Search code examples
pyparsing

pyparsing: split chain of method calls into to top-level parts


If I have a chain of method calls in Python, how do I extract the top level calls using pyparsing?

Tldr; the function should behave thusly:

_parse_commands("df.hi()[['fi']](__call__).NI(ni='NI!')")
['df', '.hi()', "[['fi']]", '(__call__)', ".NI(ni='NI!')"]

I have not even been able to parse a method call properly:

from pyparsing import Word, alphas, nums, Literal, alphanums, printables, Optional, locatedExpr, originalTextFor, SkipTo

identifier = Word(alphas + '_', alphanums + '_').setName("identifier")
lparen = Literal("(")
rparen = Literal(")")
function_call = identifier + lparen + Optional(printables) + rparen

function_call.parseString("hi()")
# (['hi', '(', ')'], {})
# but
function_call.parseString("hi(ho)")
# ...
# ParseException: Expected ")" (at char 3), (line:1, col:4)

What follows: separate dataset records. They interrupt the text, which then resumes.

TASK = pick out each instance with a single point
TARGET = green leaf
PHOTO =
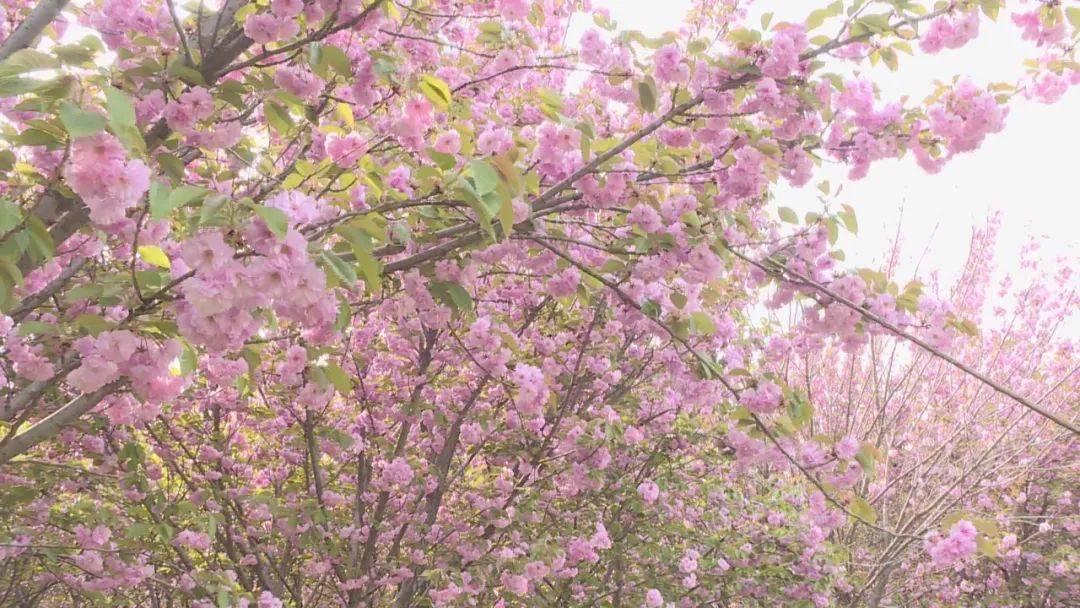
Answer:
(337, 377)
(1072, 13)
(848, 216)
(120, 108)
(987, 546)
(41, 240)
(863, 510)
(27, 61)
(336, 58)
(278, 117)
(485, 177)
(79, 122)
(275, 219)
(153, 254)
(507, 216)
(93, 324)
(703, 323)
(122, 120)
(799, 411)
(208, 214)
(343, 272)
(185, 196)
(647, 95)
(436, 91)
(159, 200)
(137, 530)
(10, 215)
(454, 295)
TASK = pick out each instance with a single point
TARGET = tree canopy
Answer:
(419, 302)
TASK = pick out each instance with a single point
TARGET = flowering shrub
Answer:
(372, 302)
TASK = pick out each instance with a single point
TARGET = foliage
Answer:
(345, 302)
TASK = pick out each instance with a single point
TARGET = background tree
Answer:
(359, 304)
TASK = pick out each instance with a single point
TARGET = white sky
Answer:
(1030, 171)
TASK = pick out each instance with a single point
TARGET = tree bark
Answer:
(27, 31)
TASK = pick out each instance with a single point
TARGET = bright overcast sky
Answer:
(1030, 171)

A problem is that I cannot seem to find any way to tell pyparsing to "fetch me anything between the delimiters" - this is what I am attempting with printables above. I also have tried originalTextFor to solve the same problem.

Also, if the answer could use locatedExpr to give the locations of the function calls, that would be swell.


Solution

  • Actually parsing these expressions will not be trivial, since you will need to pretty much define any kind of Python expression.

    But since you want to just split on the nested parentheses, then you can use the pyparsing builtin nestedExpr() (which defaults to expressions of nested ()'s), and use scanString to scan the input string for matches. Each match returns a tuple of the tokens, start, and end location. By keeping track of the last seen end, then when there is a match you can reconstruct the intervening text by slicing from last_end to current start:

    src = "df.hi()[['fi']](__call__).NI(ni='NI!')"
    import pyparsing as pp
    
    last_e = 0
    for t, s, e in pp.nestedExpr().scanString(src):
        print(src[last_e:s])
        print(s)
        print(t.asList())
        print(src[s:e])
        print(e)
        print()
        last_e = e
    
    # get whatever is left after the last parens
    print(src[last_e:])
    

    Prints:

    df.hi
    5
    [[]]
    ()
    7
    
    [['fi']]
    15
    [['__call__']]
    (__call__)
    25
    
    .NI
    28
    [['ni=', "'NI!'"]]
    (ni='NI!')
    38
    

    From here you should be able to get the bits you want.